ArtNet News, Julia Halperin, March 6, 2018
"Last March, the artist Parker Bright stood in front of Dana Schutz’s painting Open Casket at the Whitney Biennial wearing a t-shirt with the words “Black Death Spectacle” scrawled in Sharpie across the back. Photos of his protest went viral on social media, and it set off a chain of events that put the Whitney at the center of a scorched-earth debate over cultural appropriation, the definition of censorship, and the very role of the contemporary art institution in the Trump era. Now—almost one year later—some say museums will never be the same.
The Whitney is one of a number of institutions, including the Walker Art Center in Minneapolis and the Contemporary Art Museum, St. Louis, that have found themselves in the crossfire for presenting art that some have deemed insensitive, exploitative, or even traumatizing.

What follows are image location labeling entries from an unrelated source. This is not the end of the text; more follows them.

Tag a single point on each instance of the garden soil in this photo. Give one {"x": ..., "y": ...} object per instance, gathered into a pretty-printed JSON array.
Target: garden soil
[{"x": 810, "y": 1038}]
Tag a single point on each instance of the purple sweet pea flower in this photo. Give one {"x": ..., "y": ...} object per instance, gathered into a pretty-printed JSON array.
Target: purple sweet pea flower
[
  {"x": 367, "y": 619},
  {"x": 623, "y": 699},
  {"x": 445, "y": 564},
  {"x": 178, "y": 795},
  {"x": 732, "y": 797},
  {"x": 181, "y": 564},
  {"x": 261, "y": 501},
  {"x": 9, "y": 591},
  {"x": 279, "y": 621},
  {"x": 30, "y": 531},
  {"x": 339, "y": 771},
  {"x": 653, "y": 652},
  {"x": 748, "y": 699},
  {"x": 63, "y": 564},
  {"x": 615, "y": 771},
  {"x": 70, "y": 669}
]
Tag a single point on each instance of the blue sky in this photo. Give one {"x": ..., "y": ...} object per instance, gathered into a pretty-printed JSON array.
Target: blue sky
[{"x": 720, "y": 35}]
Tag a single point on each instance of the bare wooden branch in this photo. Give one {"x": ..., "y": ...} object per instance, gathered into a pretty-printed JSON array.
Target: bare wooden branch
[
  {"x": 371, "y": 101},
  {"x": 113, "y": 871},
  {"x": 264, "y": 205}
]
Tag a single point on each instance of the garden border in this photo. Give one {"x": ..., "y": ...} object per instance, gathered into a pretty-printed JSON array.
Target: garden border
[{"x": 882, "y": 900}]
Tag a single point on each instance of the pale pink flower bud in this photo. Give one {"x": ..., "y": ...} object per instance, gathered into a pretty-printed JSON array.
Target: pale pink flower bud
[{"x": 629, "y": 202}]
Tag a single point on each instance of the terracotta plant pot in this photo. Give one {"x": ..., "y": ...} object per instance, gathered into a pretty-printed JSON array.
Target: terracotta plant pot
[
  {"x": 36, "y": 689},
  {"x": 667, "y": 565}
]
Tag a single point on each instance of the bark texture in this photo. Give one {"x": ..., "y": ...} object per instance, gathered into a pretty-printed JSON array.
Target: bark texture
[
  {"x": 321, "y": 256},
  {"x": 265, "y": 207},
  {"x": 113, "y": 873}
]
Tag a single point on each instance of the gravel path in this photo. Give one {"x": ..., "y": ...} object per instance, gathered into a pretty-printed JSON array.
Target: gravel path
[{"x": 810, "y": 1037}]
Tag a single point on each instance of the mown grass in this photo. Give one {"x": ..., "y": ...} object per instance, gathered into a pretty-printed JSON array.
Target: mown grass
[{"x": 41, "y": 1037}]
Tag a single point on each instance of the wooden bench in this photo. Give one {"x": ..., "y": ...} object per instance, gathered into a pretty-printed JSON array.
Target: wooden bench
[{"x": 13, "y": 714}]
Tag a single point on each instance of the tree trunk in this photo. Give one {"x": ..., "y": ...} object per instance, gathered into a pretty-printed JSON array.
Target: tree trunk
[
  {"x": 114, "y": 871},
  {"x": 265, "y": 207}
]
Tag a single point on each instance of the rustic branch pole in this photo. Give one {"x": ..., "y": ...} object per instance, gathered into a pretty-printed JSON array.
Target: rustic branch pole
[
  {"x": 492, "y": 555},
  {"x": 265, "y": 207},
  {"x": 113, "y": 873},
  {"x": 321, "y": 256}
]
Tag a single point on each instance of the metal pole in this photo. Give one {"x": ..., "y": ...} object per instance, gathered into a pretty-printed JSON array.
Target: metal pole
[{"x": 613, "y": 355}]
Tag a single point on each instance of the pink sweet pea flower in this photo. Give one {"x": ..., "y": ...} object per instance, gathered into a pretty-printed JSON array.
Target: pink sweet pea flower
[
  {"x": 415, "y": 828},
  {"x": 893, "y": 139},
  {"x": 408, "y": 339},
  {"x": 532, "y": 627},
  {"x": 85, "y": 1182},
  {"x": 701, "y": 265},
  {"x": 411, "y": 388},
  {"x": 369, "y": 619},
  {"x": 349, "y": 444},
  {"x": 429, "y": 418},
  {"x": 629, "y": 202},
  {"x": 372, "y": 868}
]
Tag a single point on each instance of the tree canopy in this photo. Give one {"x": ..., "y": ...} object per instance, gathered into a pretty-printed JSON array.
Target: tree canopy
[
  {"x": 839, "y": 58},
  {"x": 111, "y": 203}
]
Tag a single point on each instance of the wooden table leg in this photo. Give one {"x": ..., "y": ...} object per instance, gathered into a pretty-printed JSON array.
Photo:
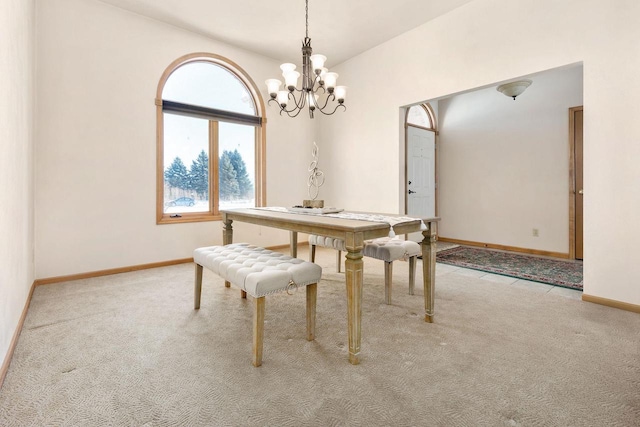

These bitter conversations about the need for change have been echoing across the culture field. Their contentions were, for instance, front and center at the 90th Academy Awards on Sunday night, while New York Magazine recently dubbed 2017 “The Great Awokening” in pop culture. And while museums have long faced criticism of various kinds, many of the field’s top cultural leaders say that a potent cocktail of factors—from the fraught political situation in the US to the magnifying powers of social media—have caused these recent protests to erupt with unprecedented force, leading to a deeper rethinking.
“We’re in a time when these issues are real, these controversies are part of public space and public discourse, and museums are going to become places where these issues get played out,” Glenn Lowry, the director of the Museum of Modern Art in New York, told artnet News."